With the shopping done, I settled in to get some work done on Ye Olde Laptop. I’m working on my annual update to my base WordPress theme code. I’m finally breaking things out into a core functionality plugin (I know, I know) and adding some new flexibility I’ve wanted for a while. Along the way, I’m testing the new Gutenberg editor with the other tools that are needed for the complex sorts of back-end coding I use to build things like customized book pages. So far, its awful and I hate Gutenberg. I hope they fix a lot of things about it before foisting it on us. To my clients, I don’t recommend testing Gutenberg just yet. It’s still got a long ways to go before it’s ready for your sites. But when it is ready, I’ll hopefully be much closer to being ready to develop custom blocks and such for it.
My code refresh is coming along slowly–I’m not sure that I’ll actually finish things completely before we go home. That’s probably okay. Maybe I’ll take things slow in June while I finish it up and get re-adjusted to Central time. I really need to start earning money pretty quickly, though. I wish there were about 50% more working hours in any given day, I swear.
As far as blunders, it took us until nine days to completely fluster a wait person at a restaurant. Really, we should be proud, but the entire time I wanted to crawl under a rock. This was a pretty complex blunder, actually, so it took us some time to figure out what went wrong. There’s a nice pizza place a couple of blocks away. We know it’s nice because we picked up a couple of pizzas from there as takeaway a few days ago. This is wood-fired oven, high quality pizza, very Italian style. The two pizzas were more than enough for us. The problem came when we attempted to dine in and order roughly the same number of items.
The waitress tried in her English and then in French to explain that two pizzas was not enough food for five of us. We tried to explain that we’d ordered take away and it had been fine. Eventually, she went ahead and put in the order, but seemed pretty frustrated and annoyed by us. Maybe not as much as we felt, but we apologized every time she came back, and I just wanted to run away and hide.
Sure enough, when the pizzas came, they were a bit smaller than the takeaway ones had been, or at least they seemed to be to me. We tried to make up for things by ordering a lot of very tasty dessert. Still, I think they were happy to see us go. And it was a relief for us to get out of there.
Sarah felt especially bad because her French is the best of all of ours, but I think what we probably should have done was, when it was pointed out that we’d under-ordered, was went ahead and ordered a pizza for each person, as that seemed to be expected. These are the kind of stupid, low key social mistakes that haunt me for years for some dumb reason. I’ll probably have unpleasant dreams about it years from now, like those dreams in which you show up naked for a college final for a class you never knew you were signed up for.

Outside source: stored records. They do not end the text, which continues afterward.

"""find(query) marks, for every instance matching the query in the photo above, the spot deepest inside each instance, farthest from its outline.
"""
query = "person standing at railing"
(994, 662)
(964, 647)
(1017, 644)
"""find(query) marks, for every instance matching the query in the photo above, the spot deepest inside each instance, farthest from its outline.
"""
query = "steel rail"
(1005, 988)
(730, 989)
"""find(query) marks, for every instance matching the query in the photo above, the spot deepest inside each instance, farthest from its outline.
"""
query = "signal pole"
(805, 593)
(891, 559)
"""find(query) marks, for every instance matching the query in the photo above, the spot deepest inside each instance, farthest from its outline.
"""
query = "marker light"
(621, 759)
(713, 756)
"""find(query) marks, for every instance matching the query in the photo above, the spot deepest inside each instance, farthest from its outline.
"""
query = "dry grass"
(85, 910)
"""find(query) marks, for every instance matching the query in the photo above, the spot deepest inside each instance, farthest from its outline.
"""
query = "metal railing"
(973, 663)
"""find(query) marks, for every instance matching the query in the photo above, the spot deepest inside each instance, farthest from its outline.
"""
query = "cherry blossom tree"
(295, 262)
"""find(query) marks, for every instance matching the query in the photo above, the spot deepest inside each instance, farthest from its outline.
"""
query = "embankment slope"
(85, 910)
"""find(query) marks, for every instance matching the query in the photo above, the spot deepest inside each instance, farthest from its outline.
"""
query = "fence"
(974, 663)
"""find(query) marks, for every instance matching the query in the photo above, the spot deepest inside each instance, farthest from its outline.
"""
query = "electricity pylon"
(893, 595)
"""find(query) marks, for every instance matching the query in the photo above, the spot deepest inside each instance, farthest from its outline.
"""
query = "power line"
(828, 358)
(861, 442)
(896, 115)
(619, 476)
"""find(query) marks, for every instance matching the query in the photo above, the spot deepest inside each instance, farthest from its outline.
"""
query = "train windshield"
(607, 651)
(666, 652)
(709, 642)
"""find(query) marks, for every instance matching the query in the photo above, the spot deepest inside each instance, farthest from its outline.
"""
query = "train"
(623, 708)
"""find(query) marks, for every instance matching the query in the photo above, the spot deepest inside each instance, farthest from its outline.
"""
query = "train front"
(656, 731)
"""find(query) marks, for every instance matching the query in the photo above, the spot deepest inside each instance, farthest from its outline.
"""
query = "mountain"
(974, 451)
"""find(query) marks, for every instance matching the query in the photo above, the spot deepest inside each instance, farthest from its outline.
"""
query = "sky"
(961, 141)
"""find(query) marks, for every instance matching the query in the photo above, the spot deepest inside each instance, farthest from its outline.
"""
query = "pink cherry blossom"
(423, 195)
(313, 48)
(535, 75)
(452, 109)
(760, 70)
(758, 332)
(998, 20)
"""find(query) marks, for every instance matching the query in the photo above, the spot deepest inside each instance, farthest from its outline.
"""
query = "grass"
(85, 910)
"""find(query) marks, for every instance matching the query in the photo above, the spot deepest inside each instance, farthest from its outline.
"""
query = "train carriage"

Tomorrow will likely be another rest day – perhaps a visit to the local candy factory / museum in the afternoon, but otherwise, we’ll soak in some French life around the rental (and I think everyone is going to go to Mass except for me). Right now, it’s raining, the bells are ringing, and even the smell of the rain is different enough to remind me that I’m not in Kansas. Hopefully tomorrow we’ll make fewer faux pas. And if not? C’est la vie.